Uma maior atenção à Missa Nova, longe destas criatividades, como já pedira o Papa João Paulo II (Enc. Ecclesia de Eucharistia, n. 52), é efeito claríssimo do recente e histórico Motu Proprio do Papa Bento XVI.

 

Nós sentimos esta reviravolta em nossa paróquia, na Diocese de Campina Grande.

 

Lá desempenhamos a função de acólito, e víamos certos abusos litúrgicos que, após o Motu Proprio de Bento XVI, desapareceram completamente! Isto é algo maravilhoso, pelo qual devemos nos rejubilar!
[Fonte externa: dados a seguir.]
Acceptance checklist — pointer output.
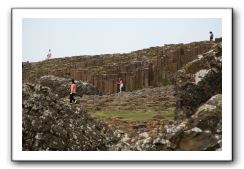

E aposto como estes efeitos puderam ser vistos também em outras paróquias e Dioceses pelo Brasil afora.

 

Com efeito, nas Santas Missas em nossa paróquia, muitas vezes o celebrante substituía o Ato Penitencial por uma música; agora, após o Motu Proprio, o Ato Penitencial é recitado como ordena o Missal, e como sempre deveria ter sido. Também o Credo antes era susbtituído por uma música, o que é algo seríssimo, visto que nada susbtitui essa solene Profissão de Fé; agora, após o Motu Proprio, está sendo rezado como sempre deveria ter sido, da forma que a Igreja sempre rezou e como está ordenado no Missal. E o pároco, que antes não costumava entregar a Comunhão pessoalmente, deixando esta honra aos ministros extraordinários da Eucaristia (o que, salientamos de passagem, é um abuso gravíssimo), passou a entregá-la pessoalmente aos fiéis (por vezes ainda permite aos ministros fazerem isso sozinhos, mas se pode notar que estão sendo raras).

 

A celebração ficou mais bela, mais respeitosa. Mais solene.

 

Isto demonstra que a restauração da Missa de S. Pio V trará inúmeros benefícios à Missa de Paulo VI. A influência da Missa de S. Pio V fará com que se dê uma atenção maior e renovada às rubricas do Novus Ordo Missae. Efetivamente, a harmonia entre estas formas litúrgicas, ambas do mesmo Rito, se comprova, pois a restauração de uma, faz com que se restaure também o respeito às normas na outra. Isso é magnífico!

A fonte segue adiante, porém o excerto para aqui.